Governor of Jonglei State since 2025

Riek Gai Kok is a South Sudanese politician. He is a Lou Nuer, hailing from Chieng Man-nyang/Diang-nyang Akoba. A veteran politician, he has been a member of parliament in both Sudan and South Sudan. As of 2013, he served as Minister of Health of South Sudan. He was appointed as the governor of Jonglei State in March 2025.

==1990s==
As of the early 1990s, Riek Gai Kok served as head of the Relief Association of Southern Sudan, the humanitarian aid wing of the SPLA-Nasir. As of 1997-1998 he served as spokesperson of the South Sudan Independence Movement/Army (SSIM/A). As the late 1990s he served as wali (governor) of Jonglei state.

==2000s==
In 2002 he was named as chairman of the Southern States Coordination Council by president Omar al-Bashir. As SSCC chairman, Riek Gai Kok was charged with administering the states of Southern Sudan. The appointment followed the defection of Riek Machar to the rebel side. As of 2002, Riek Gai Kok was also serving as Minister of Animal Resources in the Sudanese government. At the time Riek Gai Kok was a leader of the South Sudan Defence Forces. Towards the end of the Second Sudanese Civil War he and a group of his followers broke with the SSDF leader Gordon Kong.

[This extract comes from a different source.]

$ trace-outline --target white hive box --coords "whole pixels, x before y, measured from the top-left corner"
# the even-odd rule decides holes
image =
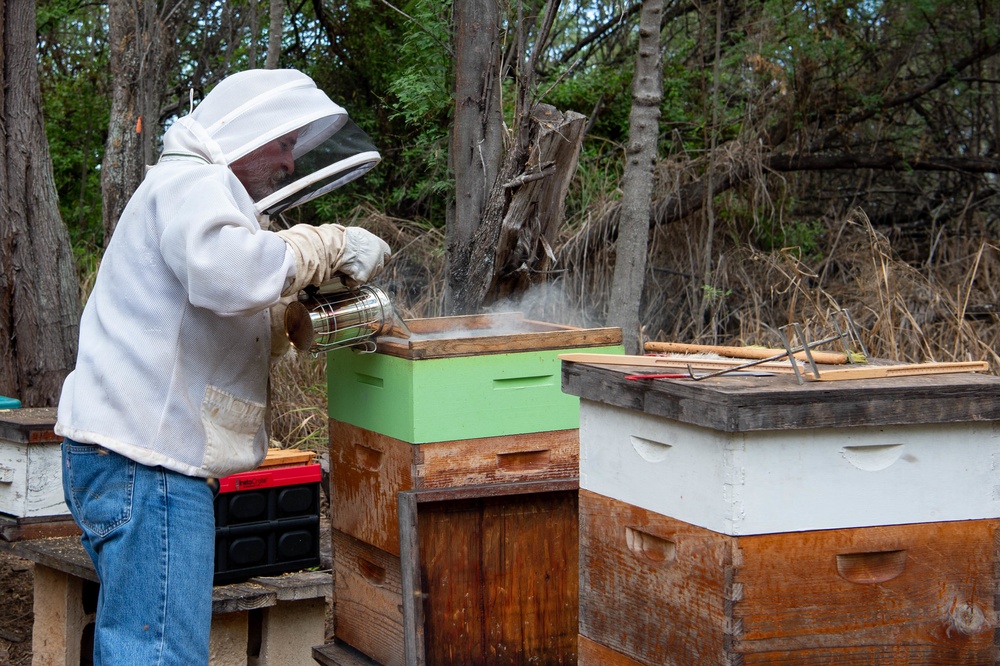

Riek Gai Kok was also a high-ranking member of the National Congress Party. He was the chairman of the Southern Sector of the NCP. He also served as advisor to the Sudanese president. On July 7, 2011, two days before the independence of South Sudan, Riek Gai Kok and other Southern NCP leaders held a press conference and declared their entry into the Sudan People's Liberation Movement.

==Post-Independence==
In August 2013 Riek Gai Kok was named Minister of Health in the government of South Sudan. On March 10, 2025 he was appointed as the new governor of Jonglei state, replacing Mahjoub Biel Turuk.